Will 2011 be the "tipping point" for over-the-top video?

Ty Braswell wrote a thought-provoking post for VentureBeat, calling on his past experience as a music industry executive to suggest that the same dynamics that overturned the conventional order in the music business are happening in video:
  • Viewers now have easy access over the Internet to much the same content that was previously only available from cable, satellite and IPTV service providers
  • Convenience (for example, the ability to start watching a movie on your iPad, leave your house and pick up where you left off on your iPhone, and then come home and finish watching the movie on your HDTV) is driving consumer decisions
  • Service providers are raising prices, even while they're facing unprecedented competition from over-the-top video services
There is one big difference between the music industry's situation and that of the video industry: The music industry was decimated by completely free services such as Napster and P2P networks before Apple launched iTunes, while video content producers are still (relatively) healthy.

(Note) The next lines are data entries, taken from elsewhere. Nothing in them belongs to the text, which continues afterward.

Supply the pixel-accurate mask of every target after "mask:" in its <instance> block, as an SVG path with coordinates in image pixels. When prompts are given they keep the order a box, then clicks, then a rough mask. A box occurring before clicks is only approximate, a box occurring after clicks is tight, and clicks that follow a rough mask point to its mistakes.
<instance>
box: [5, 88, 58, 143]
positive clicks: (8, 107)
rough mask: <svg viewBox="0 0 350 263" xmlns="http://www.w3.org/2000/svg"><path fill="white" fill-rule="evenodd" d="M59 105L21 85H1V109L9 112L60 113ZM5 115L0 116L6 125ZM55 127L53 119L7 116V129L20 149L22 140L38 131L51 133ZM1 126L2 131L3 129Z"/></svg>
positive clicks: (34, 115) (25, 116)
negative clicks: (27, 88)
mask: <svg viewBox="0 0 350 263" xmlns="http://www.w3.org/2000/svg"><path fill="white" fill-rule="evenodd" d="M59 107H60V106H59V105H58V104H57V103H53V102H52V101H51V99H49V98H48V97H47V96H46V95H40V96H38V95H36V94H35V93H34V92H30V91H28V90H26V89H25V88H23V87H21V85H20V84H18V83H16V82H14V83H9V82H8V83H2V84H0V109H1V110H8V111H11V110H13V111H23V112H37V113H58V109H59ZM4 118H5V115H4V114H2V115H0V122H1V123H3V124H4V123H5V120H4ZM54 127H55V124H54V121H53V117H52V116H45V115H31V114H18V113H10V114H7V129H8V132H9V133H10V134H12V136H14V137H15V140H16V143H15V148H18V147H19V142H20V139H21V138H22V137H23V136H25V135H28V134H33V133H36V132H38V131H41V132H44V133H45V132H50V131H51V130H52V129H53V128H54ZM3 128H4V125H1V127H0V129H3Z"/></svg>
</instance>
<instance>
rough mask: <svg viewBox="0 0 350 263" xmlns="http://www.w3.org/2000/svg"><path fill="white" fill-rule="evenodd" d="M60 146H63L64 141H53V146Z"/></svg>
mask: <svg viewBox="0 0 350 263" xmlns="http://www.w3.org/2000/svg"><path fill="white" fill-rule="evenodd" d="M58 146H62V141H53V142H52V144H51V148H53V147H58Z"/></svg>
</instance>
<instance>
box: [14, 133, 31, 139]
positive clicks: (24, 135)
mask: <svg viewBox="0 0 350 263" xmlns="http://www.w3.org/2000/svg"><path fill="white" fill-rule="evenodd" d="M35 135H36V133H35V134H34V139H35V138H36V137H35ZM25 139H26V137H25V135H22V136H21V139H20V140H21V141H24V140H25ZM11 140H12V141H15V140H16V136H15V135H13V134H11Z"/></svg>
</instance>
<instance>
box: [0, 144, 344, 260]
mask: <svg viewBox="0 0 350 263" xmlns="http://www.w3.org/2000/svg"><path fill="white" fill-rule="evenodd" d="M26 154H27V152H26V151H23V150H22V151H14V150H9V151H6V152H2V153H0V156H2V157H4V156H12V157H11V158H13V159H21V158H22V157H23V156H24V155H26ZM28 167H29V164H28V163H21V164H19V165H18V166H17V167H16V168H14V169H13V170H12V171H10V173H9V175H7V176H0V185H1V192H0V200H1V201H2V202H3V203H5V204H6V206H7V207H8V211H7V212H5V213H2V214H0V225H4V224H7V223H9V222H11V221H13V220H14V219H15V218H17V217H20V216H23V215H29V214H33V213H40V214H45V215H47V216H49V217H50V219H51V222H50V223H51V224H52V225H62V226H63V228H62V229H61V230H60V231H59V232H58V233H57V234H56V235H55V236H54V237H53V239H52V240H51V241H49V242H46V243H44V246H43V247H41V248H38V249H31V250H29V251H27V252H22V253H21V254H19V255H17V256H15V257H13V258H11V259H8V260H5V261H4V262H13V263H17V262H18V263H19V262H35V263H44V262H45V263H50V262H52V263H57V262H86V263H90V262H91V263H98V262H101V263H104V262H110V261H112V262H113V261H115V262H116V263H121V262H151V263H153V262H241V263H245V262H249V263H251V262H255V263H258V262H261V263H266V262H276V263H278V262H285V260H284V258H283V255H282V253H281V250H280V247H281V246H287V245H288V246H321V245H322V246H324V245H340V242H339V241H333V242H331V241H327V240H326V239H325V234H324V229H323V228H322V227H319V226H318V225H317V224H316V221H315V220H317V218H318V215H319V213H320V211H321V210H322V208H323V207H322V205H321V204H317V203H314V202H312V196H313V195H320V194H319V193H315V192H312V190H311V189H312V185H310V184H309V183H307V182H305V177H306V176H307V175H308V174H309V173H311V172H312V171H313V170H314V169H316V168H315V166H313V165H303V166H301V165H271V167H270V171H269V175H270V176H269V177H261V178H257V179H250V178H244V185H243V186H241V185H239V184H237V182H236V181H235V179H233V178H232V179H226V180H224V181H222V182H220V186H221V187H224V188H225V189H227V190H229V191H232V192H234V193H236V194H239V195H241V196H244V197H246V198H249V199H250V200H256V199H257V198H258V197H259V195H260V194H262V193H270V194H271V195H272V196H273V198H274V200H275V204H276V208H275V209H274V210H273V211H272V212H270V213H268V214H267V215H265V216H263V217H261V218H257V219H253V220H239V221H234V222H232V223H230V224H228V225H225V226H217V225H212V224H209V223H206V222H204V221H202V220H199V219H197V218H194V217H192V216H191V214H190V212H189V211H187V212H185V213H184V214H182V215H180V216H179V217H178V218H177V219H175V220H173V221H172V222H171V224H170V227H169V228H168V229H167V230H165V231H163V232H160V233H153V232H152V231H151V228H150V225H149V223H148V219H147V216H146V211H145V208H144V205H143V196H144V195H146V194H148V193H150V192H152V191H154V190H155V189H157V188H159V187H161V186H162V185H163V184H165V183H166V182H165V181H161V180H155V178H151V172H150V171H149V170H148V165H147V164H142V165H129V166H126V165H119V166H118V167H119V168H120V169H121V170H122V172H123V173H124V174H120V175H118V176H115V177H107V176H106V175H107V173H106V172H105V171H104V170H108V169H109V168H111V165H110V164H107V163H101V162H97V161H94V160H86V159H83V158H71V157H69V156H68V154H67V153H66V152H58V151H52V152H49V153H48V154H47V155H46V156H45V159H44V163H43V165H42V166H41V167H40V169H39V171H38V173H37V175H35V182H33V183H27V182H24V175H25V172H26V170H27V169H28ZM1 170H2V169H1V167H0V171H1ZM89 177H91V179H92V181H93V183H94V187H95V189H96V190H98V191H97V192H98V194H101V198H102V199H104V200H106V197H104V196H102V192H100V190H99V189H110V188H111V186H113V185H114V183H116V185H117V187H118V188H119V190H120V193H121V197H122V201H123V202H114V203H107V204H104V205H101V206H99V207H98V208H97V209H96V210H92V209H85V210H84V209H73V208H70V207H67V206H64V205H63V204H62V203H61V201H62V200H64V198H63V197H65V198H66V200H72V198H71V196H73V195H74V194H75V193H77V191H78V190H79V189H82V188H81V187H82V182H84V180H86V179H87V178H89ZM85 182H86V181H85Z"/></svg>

The same formula that Apple came up with for iTunes in the music business is being applied to video successfully by Netflix, Amazon, and, to a lesser extent, Apple itself. There's money to be made, but who makes the money is shifting from the service providers to the over-the-top distributors and content providers.

Braswell gives the example of ESPN, which typically charges $4 per month per cable subscriber. What if millions of consumers were willing to pay $12/month to ESPN if they could get it wherever they want, without a cable subscription? ESPN would be way ahead, even if 30% or 40% of the gross revenues went to Netflix, Amazon or Apple, and those companies handled distribution and billing.

I'm not a big sports fan, but I'd gladly spend $10/month for the Discovery and National Geographic networks, and go back to basic cable for everything else. Could Time Warner sell a bundle of its cable channels directly? I think that it could. Would Fox News viewers pay for anywhere, anytime access to the Fox cable networks? I believe they would. Even better, unlike the music business where there's Apple and everybody else, no one company dominates over-the-top video distribution. Netflix is the biggest player, but by no means is it the only player. That gives the movie studios and cable networks more negotiating power and pricing leverage.

Content providers can see the new over-the-top landscape as "the sky falling", or they can see it as an opportunity to gain more control over their pricing and distribution.